Antes de elegir un sofá, es importante tener en cuenta que no existe una densidad ideal. De hecho, el confort ideal es una noción muy personal: algunos preferirán estar bien apoyados una vez sentados, mientras que a otros les encantará hundirse profundamente en un sofá y sentirse envueltos. Sin embargo, se deben tener en cuenta ciertas características para un confort optimizado.

¿Qué densidad de espuma para el asiento del sofá?

Dado que el asiento soporta todo el peso del cuerpo, su densidad debe ser superior a la del respaldo. Se recomienda encarecidamente no bajar de 35 kg/m3 de densidad y elegir una espuma HR (High Resilience), para tener una buena resistencia a la recepción y que dure en el tiempo.

Los cojines de asiento pueden estar hechos de un solo bloque de espuma o de un conjunto de espumas de diferentes densidades. Por ejemplo, puede haber una espuma con una densidad de 35 a 40 kg/m3 en la parte inferior del cojín y, en la parte superior, una segunda capa de 3 a 4 cm con una densidad de entre 20 y 28 kg/m3, que proporcionará flexibilidad tanto en términos de comodidad como de aspecto visual (asiento plano o redondeado).

¿Qué densidad de espuma para el respaldo del sofá?

El peso ejercido sobre la espuma del respaldo es menor: sólo el respaldo descansa. Por lo tanto, se pueden utilizar espumas con una densidad entre 20 y 28 kg/m3. Para el respaldo, el grosor de los edredones o plumas será mayor delante del bloque de espuma principal. La espalda es por lo tanto más cómoda y envolvente.

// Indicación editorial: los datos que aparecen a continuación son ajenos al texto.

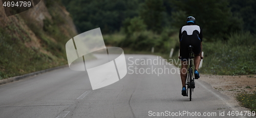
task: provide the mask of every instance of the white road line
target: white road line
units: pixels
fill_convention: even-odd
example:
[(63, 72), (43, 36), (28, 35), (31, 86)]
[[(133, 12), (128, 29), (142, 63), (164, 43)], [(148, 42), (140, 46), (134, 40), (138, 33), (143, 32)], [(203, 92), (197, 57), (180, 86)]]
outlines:
[(80, 96), (79, 97), (77, 98), (76, 99), (77, 100), (78, 100), (78, 99), (82, 99), (83, 98), (84, 98), (84, 97), (86, 96), (86, 95), (87, 95), (90, 93), (90, 91), (86, 91), (83, 94), (82, 94), (82, 95), (81, 95), (81, 96)]
[(59, 117), (65, 117), (69, 113), (69, 111), (64, 111), (60, 113), (60, 114), (56, 118), (59, 118)]

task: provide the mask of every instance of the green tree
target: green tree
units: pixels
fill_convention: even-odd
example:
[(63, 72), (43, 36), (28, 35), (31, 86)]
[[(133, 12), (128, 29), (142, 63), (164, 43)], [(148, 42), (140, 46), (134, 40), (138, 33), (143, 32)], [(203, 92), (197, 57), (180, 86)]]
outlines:
[(256, 33), (256, 1), (230, 0), (231, 11), (236, 16), (242, 18), (243, 29), (249, 31), (251, 33)]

¿Qué confort según la densidad?   

Dependiendo de su apariencia visual, diseño estricto y refinado o más redondeado – la comodidad de asiento de un sofá varía de firme a suave. El montaje de las espumas no es el mismo. Muchos fabricantes y profesionales que se dedican al tapizado ofrecen estos acabados. Cuanto más flexible sea el confort (con diferentes densidades de espuma), más redondeado y envolvente será el sofá. Cuanto más firme sea el confort (con altas densidades de espuma y laminación simplificada), más estricto y recto será el diseño del sofá.

  • QUE TELA PONER.

No hay una mejor tela para sofá. No la hay porque cada uno tenemos unas necesidades en nuestra vida diaria. Sí que hay una serie de características destacables relacionadas con las telas, que te enumeramos a continuación:

  • Resistencia de la tela

  • Adaptabilidad

  • Facilidad de lavado

  • Telas con tratamientos especiales

  • Elección del color

  • Textura

  • Fibras y materiales naturales / fibras y materiales sintéticos

Una tela resistente hace que el desgaste por los continuos roces del día a día, al sentarnos y levantarnos, sea menor y por tanto más duradera. Una tela que sea adaptable resistirá mejor a las deformidades. También existen las telas con tratamientos especiales, son telas antimanchas para tapizar sofás que repelen la suciedad e incluso hacen que los líquidos resbalen con mucha más eficacia. Otras telas absorben el líquido y la mancha es más difícil de quitar.

Elegir un color claro u obscuro también marcará la diferencia. Para ello hay que plantearse qué uso le vamos a dar a esa zona de la casa o a ese mueble en concreto. No es lo mismo vivir con mascotas — que cuando te das cuenta han dado un brinco y están sobre tu sofá —, con niños pequeños, en un piso de estudiantes, vivir solo/a o con tu pareja. Hay momentos de la vida o situaciones en las que se necesitan opciones que sean más fuertes.